Der Zuschauerschwund ist keine Überraschung und schnell erklärt.

Die Serie war zwar von Beginn an populär, hatte sich aber erst allmählich zu dem Sensationserfolg entwickelt, der sie seit der dritten Staffel ist. Diese dritte Staffel war die (bisher) erfolgreichste der Serie, und genau diese dritte Staffel wiederholt RTL momentan. Sprich: So viele Menschen wie bei keiner vorherigen Staffel, die wiederholt wurde, kennen die Episoden bereits. Dazu kommt, dass die Serie ab der dritten Staffel immer mehr von dem strengen Schema abkam, das die ersten Staffeln auszeichnete. Anfangs war jede Episode in sich abgeschlossen, die Handlung erledigt und die Reihenfolge der Episoden damit im Grunde beliebig. Inzwischen gibt es diverse episodenübergreifende Handlungsstränge, die die Serie zwar interessanter und weniger vorhersehbar machen, aber auch schlechter wiederholbar. Die meisten Zuschauer haben keine Probleme damit, sich eine Stunde lang eine abgeschlossene Geschichte ein zweites Mal anzusehen, investieren aber nicht so gern eine Stunde in einen Bruchteil eines größeren Handlungsbogens, dessen Fortgang sie bereits kennen. CSI, Criminal Intent und Navy CIS erreichen deshalb auch mit Wiederholungen noch hervorragende Einschaltquoten, Desperate Housewives, Grey’s Anatomy und 24 nicht.


Foto: RTL

Dennoch kann diese Entwicklung dazu führen, dass auch die neuen Folgen der fünften Staffel, die schon in vier Wochen beginnt, nicht mehr so viele Zuschauer erreichen werden wie die der dritten und vierten Staffel. Denn von all jenen, die sich zwischenzeitlich von der Gewohnheit verabschiedet haben, dienstags um 21.15 Uhr RTL einzuschalten, werden vielleicht ein paar die Gewohnheit nicht wieder aufnehmen.

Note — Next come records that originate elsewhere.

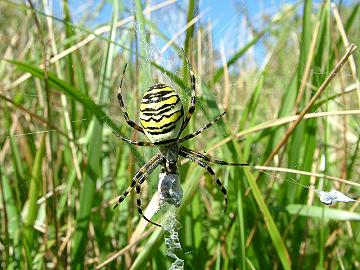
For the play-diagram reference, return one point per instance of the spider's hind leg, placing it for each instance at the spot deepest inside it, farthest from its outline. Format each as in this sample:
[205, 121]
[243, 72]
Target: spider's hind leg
[200, 130]
[133, 142]
[209, 159]
[141, 175]
[138, 204]
[218, 182]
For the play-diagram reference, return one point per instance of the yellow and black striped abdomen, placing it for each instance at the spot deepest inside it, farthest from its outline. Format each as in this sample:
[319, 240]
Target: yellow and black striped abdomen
[161, 114]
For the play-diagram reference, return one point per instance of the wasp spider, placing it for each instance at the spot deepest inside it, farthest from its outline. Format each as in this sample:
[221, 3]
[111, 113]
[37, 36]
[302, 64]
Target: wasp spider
[163, 120]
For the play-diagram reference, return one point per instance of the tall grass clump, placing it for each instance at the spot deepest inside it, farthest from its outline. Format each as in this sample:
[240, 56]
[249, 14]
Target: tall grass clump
[288, 79]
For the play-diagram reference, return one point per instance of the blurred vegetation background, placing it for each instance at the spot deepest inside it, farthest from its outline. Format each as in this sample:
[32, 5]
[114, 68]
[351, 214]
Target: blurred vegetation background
[62, 169]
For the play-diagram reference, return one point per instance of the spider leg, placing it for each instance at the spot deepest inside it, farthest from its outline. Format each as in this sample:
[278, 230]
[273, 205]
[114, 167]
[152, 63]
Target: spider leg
[209, 159]
[133, 142]
[122, 106]
[193, 95]
[138, 204]
[200, 130]
[210, 171]
[143, 172]
[138, 190]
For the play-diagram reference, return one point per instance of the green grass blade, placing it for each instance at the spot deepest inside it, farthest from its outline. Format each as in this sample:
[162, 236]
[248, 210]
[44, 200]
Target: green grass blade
[32, 206]
[93, 168]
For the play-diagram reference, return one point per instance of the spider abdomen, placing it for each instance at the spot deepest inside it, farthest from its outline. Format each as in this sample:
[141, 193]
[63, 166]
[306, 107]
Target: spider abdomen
[161, 114]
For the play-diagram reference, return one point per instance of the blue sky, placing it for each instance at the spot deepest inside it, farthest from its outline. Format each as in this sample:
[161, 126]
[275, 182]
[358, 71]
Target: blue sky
[226, 16]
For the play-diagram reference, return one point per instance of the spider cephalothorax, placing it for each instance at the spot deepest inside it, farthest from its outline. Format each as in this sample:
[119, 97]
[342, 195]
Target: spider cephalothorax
[162, 121]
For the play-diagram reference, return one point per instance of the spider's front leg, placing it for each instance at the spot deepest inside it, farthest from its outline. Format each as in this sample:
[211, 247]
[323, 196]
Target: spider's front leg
[193, 95]
[122, 106]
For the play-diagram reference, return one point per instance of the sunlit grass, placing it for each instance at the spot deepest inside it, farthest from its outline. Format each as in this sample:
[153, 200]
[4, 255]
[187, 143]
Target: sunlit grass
[62, 169]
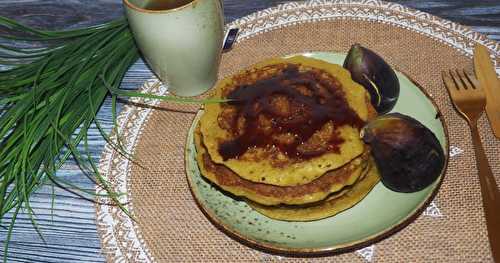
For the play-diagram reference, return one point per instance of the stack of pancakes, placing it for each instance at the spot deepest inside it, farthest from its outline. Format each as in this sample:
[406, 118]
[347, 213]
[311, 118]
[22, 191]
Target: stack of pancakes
[287, 141]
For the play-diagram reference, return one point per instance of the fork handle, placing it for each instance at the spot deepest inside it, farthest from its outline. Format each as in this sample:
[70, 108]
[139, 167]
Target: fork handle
[490, 195]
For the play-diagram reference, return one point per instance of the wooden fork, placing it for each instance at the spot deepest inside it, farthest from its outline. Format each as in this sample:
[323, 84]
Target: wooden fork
[469, 100]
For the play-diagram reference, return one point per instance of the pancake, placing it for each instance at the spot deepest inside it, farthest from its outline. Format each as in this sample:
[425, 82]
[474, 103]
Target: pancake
[291, 121]
[340, 201]
[266, 194]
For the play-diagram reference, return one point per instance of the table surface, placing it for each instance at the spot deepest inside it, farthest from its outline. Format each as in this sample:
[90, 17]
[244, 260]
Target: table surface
[69, 229]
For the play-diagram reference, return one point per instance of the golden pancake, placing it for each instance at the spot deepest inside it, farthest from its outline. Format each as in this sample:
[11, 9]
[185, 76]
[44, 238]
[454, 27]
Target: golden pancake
[344, 199]
[289, 122]
[267, 194]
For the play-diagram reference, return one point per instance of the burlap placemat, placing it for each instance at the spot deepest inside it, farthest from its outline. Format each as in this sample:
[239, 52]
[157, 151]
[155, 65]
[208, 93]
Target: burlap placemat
[169, 227]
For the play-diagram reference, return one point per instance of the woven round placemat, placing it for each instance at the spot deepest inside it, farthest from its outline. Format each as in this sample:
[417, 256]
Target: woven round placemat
[169, 227]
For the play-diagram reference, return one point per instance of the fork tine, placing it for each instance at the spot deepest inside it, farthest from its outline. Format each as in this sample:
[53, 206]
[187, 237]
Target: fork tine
[472, 79]
[459, 83]
[465, 80]
[448, 82]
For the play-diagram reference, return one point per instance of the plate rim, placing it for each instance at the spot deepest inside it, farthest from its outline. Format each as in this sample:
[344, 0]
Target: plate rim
[328, 250]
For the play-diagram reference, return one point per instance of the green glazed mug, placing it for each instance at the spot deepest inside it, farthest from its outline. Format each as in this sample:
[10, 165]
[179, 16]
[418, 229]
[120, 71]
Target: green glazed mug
[182, 45]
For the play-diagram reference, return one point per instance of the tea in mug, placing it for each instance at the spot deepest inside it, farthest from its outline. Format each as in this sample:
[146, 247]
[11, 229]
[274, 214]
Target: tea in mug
[165, 4]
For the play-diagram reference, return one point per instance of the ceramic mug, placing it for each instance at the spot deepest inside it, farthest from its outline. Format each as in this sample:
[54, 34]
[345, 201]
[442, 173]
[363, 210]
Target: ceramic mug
[182, 45]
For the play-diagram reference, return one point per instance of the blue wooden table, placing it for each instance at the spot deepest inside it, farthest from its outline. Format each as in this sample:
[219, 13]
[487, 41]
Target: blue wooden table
[68, 222]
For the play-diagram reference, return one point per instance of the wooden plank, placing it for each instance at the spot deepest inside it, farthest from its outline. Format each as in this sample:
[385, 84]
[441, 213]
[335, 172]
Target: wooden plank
[70, 229]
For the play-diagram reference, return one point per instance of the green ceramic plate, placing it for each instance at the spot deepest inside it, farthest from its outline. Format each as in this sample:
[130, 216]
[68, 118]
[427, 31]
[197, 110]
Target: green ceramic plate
[381, 213]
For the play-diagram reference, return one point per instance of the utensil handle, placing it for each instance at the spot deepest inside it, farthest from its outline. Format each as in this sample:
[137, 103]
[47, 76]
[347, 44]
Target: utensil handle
[490, 194]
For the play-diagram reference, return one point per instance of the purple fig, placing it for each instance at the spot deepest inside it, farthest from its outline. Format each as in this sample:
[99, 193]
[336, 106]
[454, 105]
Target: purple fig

Allerdings wird auch dann das Schlimmste, das der erfolgreichsten US-Serie im deutschen Fernsehen passieren kann, vermutlich allenfalls sein, dass der Abstand zur Zweitplatzierten kleiner wird.

Michael, 3. Februar 2009, 06:26.

15 Kommentare


  1. Ich fand die Serie noch nie so doll. Eigentlich sehr vorhersehbar und daher sterbenslangweilig.
    Und das Fachchinesisch da erinnerte mich an Emergency Room was mich immer reflexartig den Sender wechseln lies.

    Was ist das Geheimnis dieser Serie?^^

  2. Kinderreimerklärer,

    >>Was ist das Geheimnis dieser Serie?^^

    Das der Hauptcharakter kein edler Halbgott in Weiß ist, sondern eigentlich ein komplettes A..loch, allerdings mit einer enormen fachlichen Kompetenz, so daß man ihm eigentlich alles durchgehen lässt.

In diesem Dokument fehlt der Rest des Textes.